I want to talk about English learners. Over and over again, we saw that they didn’t have the resources to do online learning, and assessments show the impact of that lost time. What do schools need to be doing to help English learners right now?
I agree. English learners are one of the groups of students that have been impacted most significantly by the pandemic. We know language learning requires interaction, and the use of language. And for these students, they didn’t have that. So in addition to broadband technology, these are students that would also benefit from extended learning time.
Weekend opportunities to do adventures or trips with their classmates to get experiences so that they can use their language in natural settings. Ensuring that they have smaller class sizes so that they’re learning the language and getting the support that they need from certified teachers who are also fully bilingual.
These are students that would benefit from having schools that do more with the American Rescue Plan to provide outreach to families. If we want to help our English learner students, we have to embrace their family.
Nosotros los Latinos, es familia, verdad? (For us Latinos, it’s about family, right?) So I can help my students by helping my families.
The big debate in California is over mask mandates in schools. What are your thoughts on this?
When my children went to school last year, for me, it was non-negotiable that masks were worn, because we were learning about the pandemic. That was a year ago. Thankfully now they’re vaccinated ... and we’ve learned so much more about what mitigation strategies work. We were successful in Connecticut because we listened to CDC and we followed their guidance.

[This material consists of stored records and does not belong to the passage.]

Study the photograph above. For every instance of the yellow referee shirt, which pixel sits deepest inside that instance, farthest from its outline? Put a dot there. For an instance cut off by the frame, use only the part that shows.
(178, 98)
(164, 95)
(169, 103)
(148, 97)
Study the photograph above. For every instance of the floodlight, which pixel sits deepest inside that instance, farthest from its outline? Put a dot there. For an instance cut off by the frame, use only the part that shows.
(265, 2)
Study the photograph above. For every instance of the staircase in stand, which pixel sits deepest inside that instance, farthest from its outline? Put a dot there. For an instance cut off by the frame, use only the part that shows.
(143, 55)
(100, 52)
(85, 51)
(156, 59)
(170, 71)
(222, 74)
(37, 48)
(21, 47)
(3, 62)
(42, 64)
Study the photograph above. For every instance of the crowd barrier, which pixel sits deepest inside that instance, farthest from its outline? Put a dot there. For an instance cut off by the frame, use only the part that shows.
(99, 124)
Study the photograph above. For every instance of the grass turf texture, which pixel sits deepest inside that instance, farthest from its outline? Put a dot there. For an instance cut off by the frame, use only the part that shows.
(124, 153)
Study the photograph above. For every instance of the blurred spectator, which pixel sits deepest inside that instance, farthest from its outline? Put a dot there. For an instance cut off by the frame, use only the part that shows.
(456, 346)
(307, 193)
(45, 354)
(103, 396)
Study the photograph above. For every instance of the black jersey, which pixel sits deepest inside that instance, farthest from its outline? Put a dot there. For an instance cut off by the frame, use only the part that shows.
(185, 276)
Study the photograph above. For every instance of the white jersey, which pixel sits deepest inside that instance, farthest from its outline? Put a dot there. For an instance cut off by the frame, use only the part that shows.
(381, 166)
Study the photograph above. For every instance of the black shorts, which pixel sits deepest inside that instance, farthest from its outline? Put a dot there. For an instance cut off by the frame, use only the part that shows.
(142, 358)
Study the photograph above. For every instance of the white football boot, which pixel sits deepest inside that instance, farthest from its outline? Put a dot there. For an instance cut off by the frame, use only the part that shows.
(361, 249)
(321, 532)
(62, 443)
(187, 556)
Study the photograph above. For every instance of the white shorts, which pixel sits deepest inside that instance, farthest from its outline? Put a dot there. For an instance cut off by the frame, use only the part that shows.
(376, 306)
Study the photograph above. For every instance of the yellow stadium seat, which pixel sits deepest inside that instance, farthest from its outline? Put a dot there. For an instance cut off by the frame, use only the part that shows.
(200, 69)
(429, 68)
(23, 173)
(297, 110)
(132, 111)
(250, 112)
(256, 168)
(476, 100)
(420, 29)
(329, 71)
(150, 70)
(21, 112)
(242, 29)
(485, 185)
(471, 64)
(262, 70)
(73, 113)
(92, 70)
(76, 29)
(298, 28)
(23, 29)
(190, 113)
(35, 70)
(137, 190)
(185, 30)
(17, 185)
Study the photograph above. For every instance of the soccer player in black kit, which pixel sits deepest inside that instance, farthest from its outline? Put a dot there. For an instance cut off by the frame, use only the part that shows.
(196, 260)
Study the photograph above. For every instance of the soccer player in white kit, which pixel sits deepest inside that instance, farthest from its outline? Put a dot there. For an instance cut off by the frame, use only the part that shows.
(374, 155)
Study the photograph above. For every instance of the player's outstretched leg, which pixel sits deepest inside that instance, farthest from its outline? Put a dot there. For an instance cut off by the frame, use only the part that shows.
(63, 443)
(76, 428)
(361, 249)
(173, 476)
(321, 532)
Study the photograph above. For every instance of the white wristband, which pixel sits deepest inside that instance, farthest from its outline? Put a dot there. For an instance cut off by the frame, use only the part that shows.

There are some communities where the concerns about sending children to school are greater than other communities. So I trust that the school communities, the local leaders, the local boards, are able to take that into account when making decisions about whether to have masks be worn or not. I will tell you that if you’re not vaccinated, it makes all the sense in the world to wear masks. It got us to where we are now. And we need to ensure we continue to follow the guidance of CDC.
I’m watching the Delta variant, and I’m confident that if we follow the mitigation strategies, it’s not going to impact the opening of schools.